In the Google Ngram Viewer (and in the 2011 Science paper that introduced the Culturomics project) words frequency is obtained by normalizing the word count with the total number of words for each year (tot-normalization). Others (for example Bentley et al. 2012, Acerbi et al. 2013) preferred to normalize using the yearly count of the word “the” (the-normalization). The rationale (let’s call it the “recent-trash” argument) is that the raw number of words would be affected by the influx of data, special characters, etc. that may have increase in recent books. On the contrary, the word “the” would be a good representative of “real” writing and “real” sentences. If this is correct, we would expect tot-normalized words being biased towards a decrease in frequency in recent years.

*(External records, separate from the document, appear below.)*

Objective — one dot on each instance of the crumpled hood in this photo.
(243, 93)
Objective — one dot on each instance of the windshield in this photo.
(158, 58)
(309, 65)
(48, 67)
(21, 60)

Overall, the total number of words and the number of “the” is, not surprisingly, strongly correlated (a visualisation is provided below – each data point represents one year from 1900 to 2000 included), but, again not surprisingly, small differences exist. Most importantly, the differences are small but consistent: for example, in recent years, the count of “the” is consistently lower (in proportion) than the total count of words (as the upper right corner of the plot shows). This is indeed what would be expected according to the recent-trash argument. However the question is: what is the influence of these differences?
To try to answer to this question, I re-analysed some data I had collected to test the new (July 2012) version of the database. In short, I extracted 100 random words from the Part of Speech database, stemmed them (but the results are the same for the not-stemmed words) and searched for those words in the Google Ngram database, limiting the search from 1900 to 2000. I repeated this operation 100 times (making a total of 10,000 random words searches). I tried both normalizations: the plots below show the same 100 repetitions (averaged) for the tot-normalization (left) and the the-normalization (right).
Even at visual inspection (you can click on the image for a larger version) seems quite clear that the frequencies of the same words tend to decrease in the case of the tot-normalization and to increase in the case of the the-normalization. If we average the repetitions the effect is more striking (I also z-transformed the data to have the same scale in the two plots, but this does not change the trends).
If I am not missing something, this confirms the recent-trash argument (words do tend to decrease in frequency when tot-normalised) but it also shows that with the the-normalization the opposite problem is present, that is, words frequency artificially increases in recent years. We have a few ideas to explain why this should be the case, but they need to be tested.
These biases do not represent a problem when comparing trends of words (like “Sherlock Holmes” VS “Frankenstein”) as long as they are normalized in the same way (obviously). However, if one takes a single word, or, especially, a set of words semantically related (e.g. words associated to emotions, religion, economy, etc.) to analyse their “absolute” trends, the normalization might create unwanted effects. One possibility to avoid this is to compare them with trends from random words normalized in the same way (as we did in our recent paper, showing a general decrease in the use of words related to emotions, with the exception of words associated to “fear”).